Index Sorting: Fixing Term Order in Japanese

Introduction

There is a bug in MadCap Flare causing index terms in Japanese to be improperly sorted in printed outputs.

A workaround is to create a supporting file in Flare known as Index Link file or edit an existing one. This guideline describes the process to conveniently create an Index Link file focusing on Japanese terms, although the concepts discussed are applicable to other languages, whenever the resulting indexes need to be tweaked.

Jump start

Those familiar with the concept and particulars of Index Link files in Flare willing to cut to the chase and get started straightaway, should read the Disclaimer section and then fast-forward to the Japanese index terms workaround section.

Overview

The general idea behind this workaround is to include entries in the said Index Link file for the missorted entries using the last correctly sorted term as a seed or anchor followed by one or more incremental characters to alter the resulting position in the index.

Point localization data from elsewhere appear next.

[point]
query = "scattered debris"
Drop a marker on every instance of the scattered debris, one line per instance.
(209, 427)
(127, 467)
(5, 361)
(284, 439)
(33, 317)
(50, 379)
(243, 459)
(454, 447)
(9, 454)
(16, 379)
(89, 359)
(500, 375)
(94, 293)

In a regular alphabetized list, the string ZZZA would be placed after ZZZ, ZZZB would follow ZZZA, and so on.

That is, by suffixing a word or term with an incremental character, it is possible to control its position in a list when alphabetized. This behavior can be exploited to correctly sort index entries by adding known control characters (A, B, C…) to the seed or anchor term.

However, modifying the actual terms is unacceptable. Flare’s solution to this situation is to use a behind-the-scene or ancillary entry list comprised of alternative terms. These alternative terms can be discretionally modified to fit our needs.

The discrete entries mentioned above are known as “Sort as” entries. Flare uses them in lieu of the actual terms for sorting purposes only. They are not rendered in the resulting output, allowing us to be creative with these alternate strings.

Initial considerations

As in any software development process, the “better safe than sorry” axiom is the recommend principle to go by.

The following guidelines have been tested and work just fine in most cases but caution is paramount to safeguard the production Flare project by making backups or, if using a source control system, following the recommended practices.

The techniques described in this document involve editing files outside Flare’s safe environment. This approach is potentially hazardous so it is highly recommended to initially implement tweaks in a controlled environment, as described in section Testing the solution below.

Example

Let’s say we need to sort the words (or terms) One, Two, and Three, as if they were numbers: 1, 2, 3. In a normal alphabetization, the word Three would be placed before Two, resulting in One, Three, Two, which is not the desired result.

To tackle this situation in Flare, we use an alternate “Sort as” string associated with the term we need to reposition in the index. Since we want Two to be placed after One, we tell Flare “The term Two has to be sorted as OneA”, whereas One is the seed term and A the incremental control character.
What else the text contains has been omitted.